In wie vielen Fällen wurden seit dem Jahr 2020 geldwäscherechtliche Anlassprüfungen im Zusammenhang mit international vernetzten Beteiligungs- oder Investmentstrukturen durchgeführt (bitte nach Jahren aufschlüsseln)?
Wie häufig fordert die BaFin im Rahmen solcher Prüfungen (vgl. Frage 21) Stellungnahmen von natürlichen oder juristischen Personen an?
Wie lange dauert die Auswertung solcher Stellungnahmen durchschnittlich (vgl. Frage 22)?
Welche aufsichtsrechtlichen Maßnahmen kann die BaFin grundsätzlich ergreifen, wenn sich Hinweise auf geldwäscherelevante Sachverhalte bestätigen?
Welche besonderen Herausforderungen sieht die Bundesregierung ggf. bei der Aufsicht über international vernetzte Investment- und Beteiligungsstrukturen mit Bezug zu regulierten Finanz- oder FinTech-Unternehmen?
Welche allgemeinen Mechanismen bestehen zur Erkennung möglicher sicherheitsrelevanter Risiken durch Kontakte zu international vernetzten Straftätern oder deren Umfeld?

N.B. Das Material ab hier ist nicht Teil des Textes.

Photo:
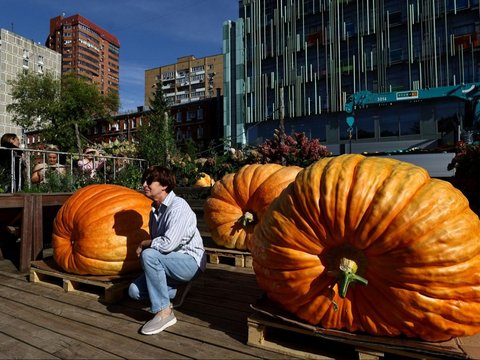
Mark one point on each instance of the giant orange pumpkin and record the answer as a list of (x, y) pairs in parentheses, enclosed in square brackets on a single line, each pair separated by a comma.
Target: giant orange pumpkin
[(98, 229), (372, 245), (239, 200)]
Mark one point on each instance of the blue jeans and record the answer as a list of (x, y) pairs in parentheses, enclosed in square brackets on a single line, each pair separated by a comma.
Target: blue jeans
[(162, 274)]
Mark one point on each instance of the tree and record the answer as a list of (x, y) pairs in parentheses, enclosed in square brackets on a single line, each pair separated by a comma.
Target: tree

Inwieweit werden Personen in politischen oder wirtschaftlichen Schlüsselpositionen, die keiner Sicherheitsüberprüfung nach dem Sicherheitsüberprüfungsgesetz unterliegen, von bestehenden Mechanismen zur Risikoerkennung erfasst?
Wurden seit dem Jahr 2013 Fälle identifiziert, in denen Kontakte zu international vernetzten Straftätern als sicherheitsrelevant bewertet wurden (bitte ohne personenbezogene Angaben)?
Sieht die Bundesregierung strukturelle Herausforderungen bei der Bewertung möglicher Erpressungsrisiken außerhalb klassischer sicherheitsüberprüfter Bereiche?
Welche Schlussfolgerungen zieht die Bundesregierung aus den internationalen Entwicklungen im Zusammenhang mit den „Epstein-Files“ für die Bewertung möglicher sicherheitsrelevanter Risiken?
Welche konkreten Anpassungs- oder Prüfbedarfe sieht die Bundesregierung infolge der internationalen Entwicklungen im Zusammenhang mit den „Epstein-Files“ ggf.?
Sieht die Bundesregierung Anpassungsbedarf bei a) der Geldwäschebekämpfung, b) der Zusammenarbeit von Aufsichts- und Sicherheitsbehörden, c) der Kontrolle international vernetzter Investmentstrukturen, d) der Bewertung möglicher sicherheitsrelevanter Risiken?
Welche Bedeutung misst die Bundesregierung einer wirksamen parlamentarischen Kontrolle im Bereich sicherheits- und geheimschutzrelevanter Vorgänge bei?
Welche Möglichkeiten sieht die Bundesregierung ggf., parlamentarische Kontrolle auch dann wirksam zu gewährleisten, wenn Antworten aus Geheimschutzgründen nicht offen erfolgen können?